Les dirigeants militaires ne devraient pas, par principe, ordonner l’utilisation d’armes explosives à grande échelle dans des régions densément peuplées, en raison des dommages prévisibles envers la population civile, a déclaré Human Rights Watch. En utilisant les barils d’explosifs dans de telles zones, les forces du gouvernement syrien ont utilisé des moyens et des méthodes de guerre qui ne pourraient pas faire la distinction entre les civils et les combattants, rendant ainsi ces attaques indiscriminées et donc illégales.

Puisque la Syrie continue une guerre aérienne indiscriminée contre des quartiers civils, le Conseil de sécurité devrait imposer un embargo sur les armes au gouvernement syrien, ainsi qu’à tout groupe impliqué dans des abus à l’égard des droits humains, à grande échelle ou menés de manière systématique a déclaré Human Rights Watch. La Cour pénale internationale devrait également être saisie. Un embargo sur les armes limiterait les possibilités pour le gouvernement syrien de mener de nouvelles attaques aériennes, en particulier en empêchant à la Syrie de se procurer de nouveaux hélicoptères ou de procéder à d’éventuelles réparations de ses appareils dans d’autres pays.

Par ailleurs, à la lumière des preuves accablantes indiquant que l’armée et les forces de sécurité syriennes sont responsables de crimes de guerre et de crimes contre l’humanité qui perdurent à l’encontre du peuple syrien, les entreprises et les personnes qui continuent à fournir des armes, des munitions ou du matériel létal à la Syrie ou aux forces d’opposition impliquées dans des crimes de guerre ou des crimes contre l’humanité, sont susceptibles d’être considérés comme complices de ces crimes, a prévenu Human Rights Watch.

En vertu du droit international, fournir aux forces ou groupes armés en Syrie des armes qui sont susceptibles d’être utilisées pour commettre des crimes contre l’humanité pourrait revenir à contribuer à commettre ces crimes. N’importe quel fournisseur d’armes pourrait voir sa responsabilité pénale engagée et faire l’objet d’une poursuite judiciaire en tant que complice de ces crimes, a déclaré Human Rights Watch.

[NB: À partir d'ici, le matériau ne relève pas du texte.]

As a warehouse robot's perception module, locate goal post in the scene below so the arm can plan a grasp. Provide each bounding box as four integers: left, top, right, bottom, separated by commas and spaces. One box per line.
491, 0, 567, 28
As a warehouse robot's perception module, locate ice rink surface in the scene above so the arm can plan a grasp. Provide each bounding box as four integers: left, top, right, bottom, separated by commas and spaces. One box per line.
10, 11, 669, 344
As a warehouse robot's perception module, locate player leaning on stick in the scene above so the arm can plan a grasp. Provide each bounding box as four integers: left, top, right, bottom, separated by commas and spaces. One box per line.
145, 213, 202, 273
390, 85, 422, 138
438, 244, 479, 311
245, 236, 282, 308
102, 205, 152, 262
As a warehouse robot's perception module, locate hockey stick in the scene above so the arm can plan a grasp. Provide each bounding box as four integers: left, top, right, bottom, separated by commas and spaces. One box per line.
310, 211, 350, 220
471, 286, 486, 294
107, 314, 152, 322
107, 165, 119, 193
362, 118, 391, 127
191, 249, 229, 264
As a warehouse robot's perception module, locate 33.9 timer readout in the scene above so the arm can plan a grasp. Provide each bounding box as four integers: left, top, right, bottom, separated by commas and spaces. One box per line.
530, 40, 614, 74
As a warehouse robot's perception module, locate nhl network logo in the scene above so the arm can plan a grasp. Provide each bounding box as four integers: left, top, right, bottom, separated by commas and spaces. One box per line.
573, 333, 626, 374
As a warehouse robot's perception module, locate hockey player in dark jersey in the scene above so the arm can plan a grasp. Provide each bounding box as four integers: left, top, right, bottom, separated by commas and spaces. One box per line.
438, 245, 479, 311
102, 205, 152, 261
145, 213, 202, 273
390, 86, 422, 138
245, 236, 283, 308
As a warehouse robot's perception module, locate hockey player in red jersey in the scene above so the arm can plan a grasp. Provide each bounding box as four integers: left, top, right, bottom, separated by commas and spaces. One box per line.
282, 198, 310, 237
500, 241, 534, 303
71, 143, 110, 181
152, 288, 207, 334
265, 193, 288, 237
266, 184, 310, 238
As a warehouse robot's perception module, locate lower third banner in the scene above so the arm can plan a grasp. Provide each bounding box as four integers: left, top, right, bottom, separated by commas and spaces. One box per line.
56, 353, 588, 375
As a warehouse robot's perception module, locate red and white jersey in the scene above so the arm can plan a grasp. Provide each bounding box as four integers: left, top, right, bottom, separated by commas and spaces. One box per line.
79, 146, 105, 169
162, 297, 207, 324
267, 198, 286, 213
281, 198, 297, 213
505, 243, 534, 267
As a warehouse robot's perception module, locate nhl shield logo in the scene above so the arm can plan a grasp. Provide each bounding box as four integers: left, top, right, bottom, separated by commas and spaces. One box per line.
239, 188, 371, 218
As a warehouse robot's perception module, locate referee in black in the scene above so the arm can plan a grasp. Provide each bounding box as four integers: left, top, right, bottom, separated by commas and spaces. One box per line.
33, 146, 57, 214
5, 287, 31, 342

« Depuis trois ans, le gouvernement syrien s’attaque ouvertement aux populations civiles en ne subissant quasiment aucune conséquence, » a conclu Sarah Leah Whitson. « Le Conseil de sécurité de l’ONU devrait réagir face à ce non-respect de sa résolution, y compris en imposant un embargo sur les armes, afin de démontrer qu’il y aura des sanctions pour ces violations des droits humains à grande échelle. »

 
Informations détaillées

Analyse d’images satellite et de vidéos

L’analyse de quatre images satellites de la ville enregistrées entre le 31 octobre 2013 et le 20 février 2014 a permis à Human Rights Watch d’identifier au moins 340 sites distincts endommagés durant cette période ? dans les quartiers d’Alep tenus par l’opposition. La plus importante concentration parmi ces sites endommagés se trouve dans les quartiers d’al-Marjet, de Jouret Awwad, d’al-Myassar, de Helwaniye/Tariq al-Bab, de Salheen, d’al-Sakhour, d’al-Heidariyya, de Dahret Awwad, et de Masaken Hanano.

Aussi bien l’intensité que les lieux des destructions divergent des dommages subis par Alep avant cette offensive gouvernementale. Environ 300 sites endommagés avaient été identifiés sur des images satellites antérieures, enregistrées entre mi-2012 et le 31 octobre 2013 ; un nombre dépassé cette fois-ci en moins de quatre mois. Le profil-type des sites endommagés a également changé. Les sites précédents étaient davantage concentrés dans certains quartiers et situés à proximité des zones disputées, tandis que les sites plus récents révèlent une destruction à grande échelle de quartiers qui étaient relativement intacts et qui sont localisés plus loin du conflit actif.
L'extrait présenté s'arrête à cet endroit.